The silky green fabric flutters to the floor in a heap. I kick it to the side and peer into my closet to see if anything else looks presentable. By now, most of the contents of my closet are strewn across the floor haphazardly, and once again I stand in a thin tank top and jeans in the middle of the room. I paw through the remainder of outfits in my closet and hold a few more tops up to my body in the mirror, soon giving up and dropping onto my bed with my head in my hands, defeated. I glare at the full-length mirror, bordered by sticky notes and beads. Hot tears fill my eyes as I catch another glimpse of my fat thighs in the mirror.
It’s been forty-five minutes. I was expected to arrive fifteen minutes ago at a New Year’s Eve party. Expected to arrive looking my best, wearing my nicest outfit. No doubt we will be taking pictures at the party… and no doubt I will always be the fattest girl in every picture. And none of the tops staring back at me in that cruel mirror are doing anything to help.
I wonder if anyone will notice if I just don’t go to the party at all. Or if I do, I wonder if they will notice if I don’t snack or try the dip and have a glass of wine at midnight. Too many calories, after all. I have to be watching those.
My stomach rumbles and I remember I’ve barely eaten anything today. Okay, maybe some vegetables… but no dip.
I decide that no one will notice if I’m gone. I flop onto my back and let myself sink into the pile of silk and cotton beneath me. I sigh as the tears drip down my face.
Surely wondering why I had not left for the party yet, my father startles me as he taps on my bedroom door lightly. He tentatively opens it, and I greet him with puffy red eyes and pull myself into a sitting position, cross-legged on my bed. Hurrying into the messy room comes my closest friend, my hero, the man I can trust with anything. He clears some tops away before sitting down next to me, and I hide my miserably tear-stained face from him as he lovingly wraps his arms around me.

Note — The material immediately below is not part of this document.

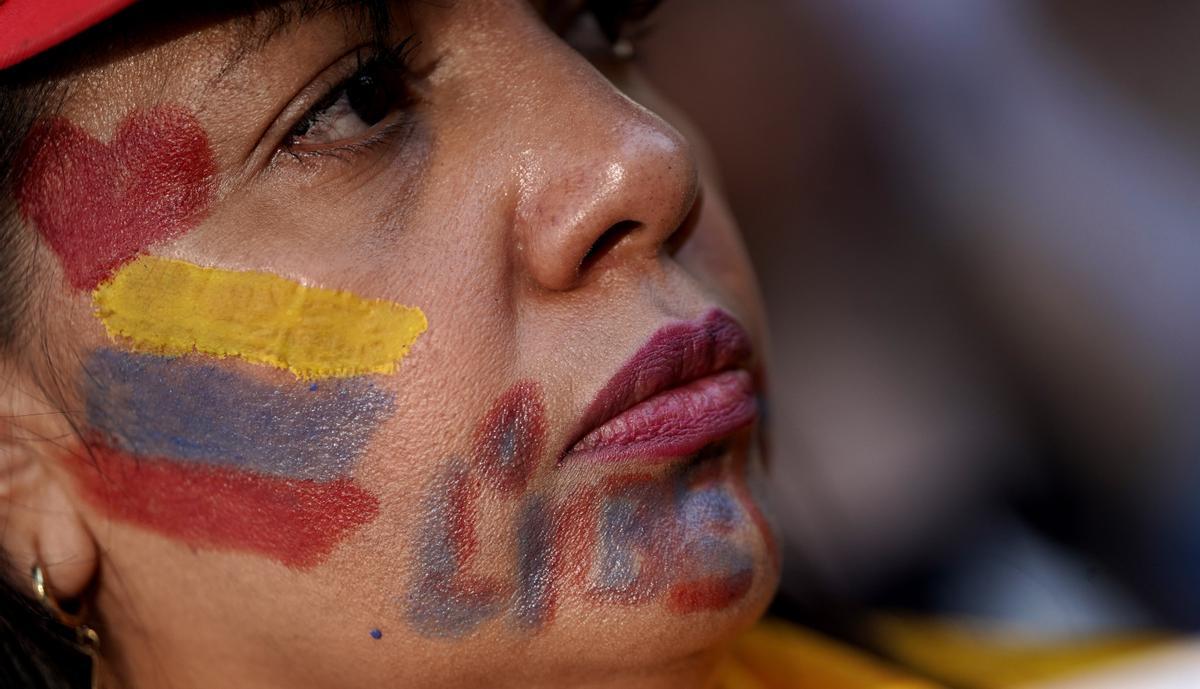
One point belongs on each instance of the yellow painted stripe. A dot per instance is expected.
(169, 306)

“Daughter.” This strong but gentle voice is one of the sweetest sounds I know. “You ought to be on your way soon, you know.”
A soft sob escapes my lips and he gently takes my chin in his strong hand. Lip quivering, I look into his gentle, reassuring eyes.

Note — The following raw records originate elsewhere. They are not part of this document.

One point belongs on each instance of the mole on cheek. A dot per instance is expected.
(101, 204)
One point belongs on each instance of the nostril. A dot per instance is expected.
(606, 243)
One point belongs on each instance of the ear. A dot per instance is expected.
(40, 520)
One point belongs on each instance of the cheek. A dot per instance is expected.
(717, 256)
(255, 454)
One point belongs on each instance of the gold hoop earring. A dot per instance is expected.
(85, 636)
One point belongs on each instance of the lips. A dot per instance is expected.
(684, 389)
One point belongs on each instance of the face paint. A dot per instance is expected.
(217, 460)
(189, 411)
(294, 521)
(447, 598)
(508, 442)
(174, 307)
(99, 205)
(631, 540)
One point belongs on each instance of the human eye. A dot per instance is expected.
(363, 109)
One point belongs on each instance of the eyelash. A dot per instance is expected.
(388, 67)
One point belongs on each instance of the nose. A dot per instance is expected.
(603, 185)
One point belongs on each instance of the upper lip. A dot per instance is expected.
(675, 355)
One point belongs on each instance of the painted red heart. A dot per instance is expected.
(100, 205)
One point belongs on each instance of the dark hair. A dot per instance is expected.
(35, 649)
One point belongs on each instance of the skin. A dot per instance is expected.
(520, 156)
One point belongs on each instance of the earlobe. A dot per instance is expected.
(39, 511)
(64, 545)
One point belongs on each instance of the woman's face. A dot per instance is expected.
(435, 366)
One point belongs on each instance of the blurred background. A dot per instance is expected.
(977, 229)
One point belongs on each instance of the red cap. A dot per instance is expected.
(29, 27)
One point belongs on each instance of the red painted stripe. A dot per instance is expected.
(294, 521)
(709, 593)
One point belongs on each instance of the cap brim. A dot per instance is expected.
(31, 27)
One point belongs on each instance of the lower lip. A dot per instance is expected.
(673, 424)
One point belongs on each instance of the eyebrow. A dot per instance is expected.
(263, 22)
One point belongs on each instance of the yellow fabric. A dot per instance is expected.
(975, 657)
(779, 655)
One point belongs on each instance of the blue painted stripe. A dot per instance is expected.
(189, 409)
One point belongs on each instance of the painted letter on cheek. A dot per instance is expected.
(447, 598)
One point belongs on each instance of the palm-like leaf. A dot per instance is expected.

“Nothing to wear again?” He smirks, obviously finding himself amusing. I can’t help but let the corner of my mouth oblige a half-smile when I see the twinkle in his eye. That always happens when he thinks he said something funny.
I glare at the mirror, then at the heap of clothes on my floor. “Nothing looks good on me,” I mutter, fully expecting him to think it’s a ridiculous excuse.

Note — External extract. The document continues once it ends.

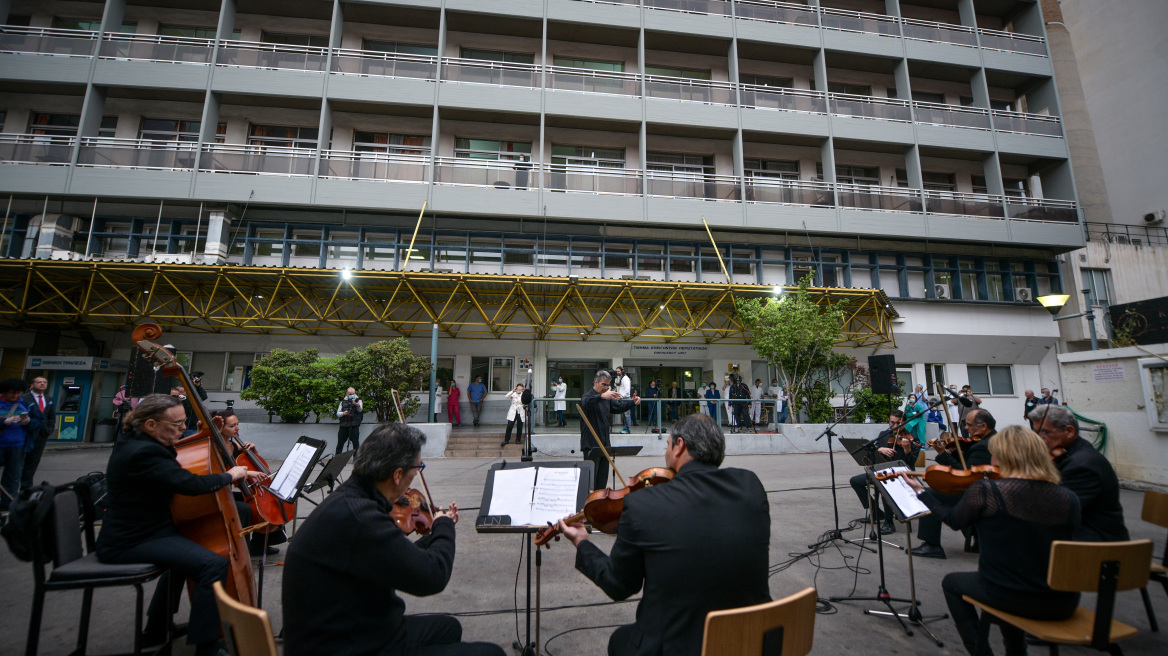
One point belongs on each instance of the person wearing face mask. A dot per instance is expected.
(350, 412)
(560, 391)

He pulled away from me and tilted his head. “You’re telling me you don’t look good in something? Impossible.”
“It’s true, Dad!” I reach down and pick up the green silk top, slipping it on over my tank top and standing in front of the mirror. He walks over and stands behind me, looking at me over my shoulder. “See?” I shift my weight to one side and look at him with as much “I told you so” attitude as I can.
He looks at me through the reflection and smiles. “Daughter, you’re beautiful. What a lovely color on you.” His smile disappears when he gets a better look at the glass. “But wha—what’s wrong with your mirror?” I look back at it, puzzled. He walks over and slides it across the tracks a few times.
I see nothing wrong with it and I tell him so.
“No, there’s definitely something wrong with your mirror, baby. It must be warped or something.” He turns and looks at me, then back at the mirror. Then, without a word, he grabs my hand and pulls me out of my room and into his. The faint smell of his gentle cologne mixed with Mom’s sweet perfume hasn’t changed in years. He firmly takes my shoulders and positions me in front of the sturdy, beautifully carved wooden mirror he nailed to the wall years ago for Mom.
I hardly recognized myself in the reflection that stared back at me. She wasn’t fat, as I remembered, but she wasn’t deathly thin. She looked healthy. And… I noticed something else radiating from her. Happiness? Joy? This couldn’t be me.
“This is how you really look, baby girl. This is how I measure beauty. You have so much joy and warmth glowing inside of you. You are generous and loving and such a good friend. So many people look up to you for your strength and your relationship with God. Can’t you see that?” I nodded tentatively, still shocked.
“You’re sure that’s me?” I stammered. He nodded, smiling widely.
“Now go get ready for that party. While you’re gone, I’ll fix your bedroom mirror for you. But for now, you go knock ‘em dead, because you are beautiful.”
Tears filled my eyes again, but this time tears of happiness. I spun around and tackled him in a bear hug, enveloped in his arms. “I love you, Dad,” I whispered.
“Your beauty should not come from outward adornment, such as elaborate hairstyles and the wearing of gold jewelry or fine clothes. Rather, it should be that of your inner self, the unfading beauty of a gentle and quiet spirit, which is of great worth in God’s sight.”
1 Peter 3:3-4
“For the LORD sees not as man sees: man looks on the outward appearance, but the LORD looks on the heart.”